111

Hebt u zich nooit afgevraagd —gedreven door een heilige nieuwsgierigheid— hoe Christus die verkwisting van liefde tot het einde toe doorvoerde? Nog eens krijgen we antwoord van de heilige Paulus: Hij die bestond in goddelijke majesteit, heeft zich niet willen vastklampen aan de gelijkheid met God: Hij heeft zich van zichzelf ontdaan en het bestaan van een slaaf aangenomen (Fil 2, 6­7). Kinderen, wij kunnen slechts vervuld van dankbaarheid tegenover dit mysterie staan en er de les uit trekken, dat alle macht, alle majesteit, alle schoonheid, alle oneindige harmonie van God, zijn grote en onmetelijke rijkdom, kortom de gehele éne God in de mensheid van Christus verborgen aanwezig is gebleven om ons te dienen. De Almachtige verschijnt onder ons vastbesloten zijn heerlijkheid voor een tijd te verduisteren om de verlossende ontmoeting met zijn schepselen te vergemakkelijken.

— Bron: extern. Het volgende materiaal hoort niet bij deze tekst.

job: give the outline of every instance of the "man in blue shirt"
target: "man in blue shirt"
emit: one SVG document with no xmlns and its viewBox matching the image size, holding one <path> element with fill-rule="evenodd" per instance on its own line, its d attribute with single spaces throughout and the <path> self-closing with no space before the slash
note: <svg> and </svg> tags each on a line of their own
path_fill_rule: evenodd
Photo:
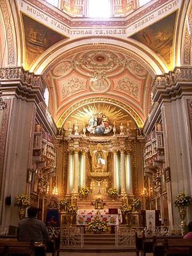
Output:
<svg viewBox="0 0 192 256">
<path fill-rule="evenodd" d="M 18 225 L 18 240 L 27 242 L 47 242 L 49 240 L 45 223 L 36 218 L 38 209 L 28 209 L 28 217 Z"/>
</svg>

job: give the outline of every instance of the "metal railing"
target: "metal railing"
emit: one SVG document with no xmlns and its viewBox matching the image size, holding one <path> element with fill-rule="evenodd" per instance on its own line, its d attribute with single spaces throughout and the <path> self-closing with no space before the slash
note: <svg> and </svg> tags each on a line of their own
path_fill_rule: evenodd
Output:
<svg viewBox="0 0 192 256">
<path fill-rule="evenodd" d="M 136 232 L 143 234 L 145 237 L 182 237 L 184 234 L 182 228 L 180 226 L 161 226 L 152 228 L 138 227 L 129 228 L 116 227 L 115 230 L 115 244 L 117 247 L 135 247 Z"/>
<path fill-rule="evenodd" d="M 51 237 L 60 237 L 60 248 L 80 248 L 84 245 L 84 232 L 83 227 L 49 227 Z"/>
</svg>

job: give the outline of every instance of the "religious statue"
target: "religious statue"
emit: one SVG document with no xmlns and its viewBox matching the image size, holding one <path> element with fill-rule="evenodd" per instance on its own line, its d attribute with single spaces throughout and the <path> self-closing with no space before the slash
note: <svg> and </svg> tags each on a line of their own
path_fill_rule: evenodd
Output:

Niemand heeft, schrijft de evangelist Johannes, ooit God gezien. De eniggeboren Zoon, die in de schoot van de Vader is, heeft Hem doen kennen (Joh 1, 18) door voor de verbaasde blikken van de mensen te verschijnen. Eerst in Bethlehem als een pasgeborene; dan een kind als alle andere; later in de Tempel als een verstandige, wakker opgroeiende jongen; en tenslotte als de beminnelijke en aantrekkelijke Meester die de harten van de menigten, die Hem enthousiast volgen, in beroering brengt.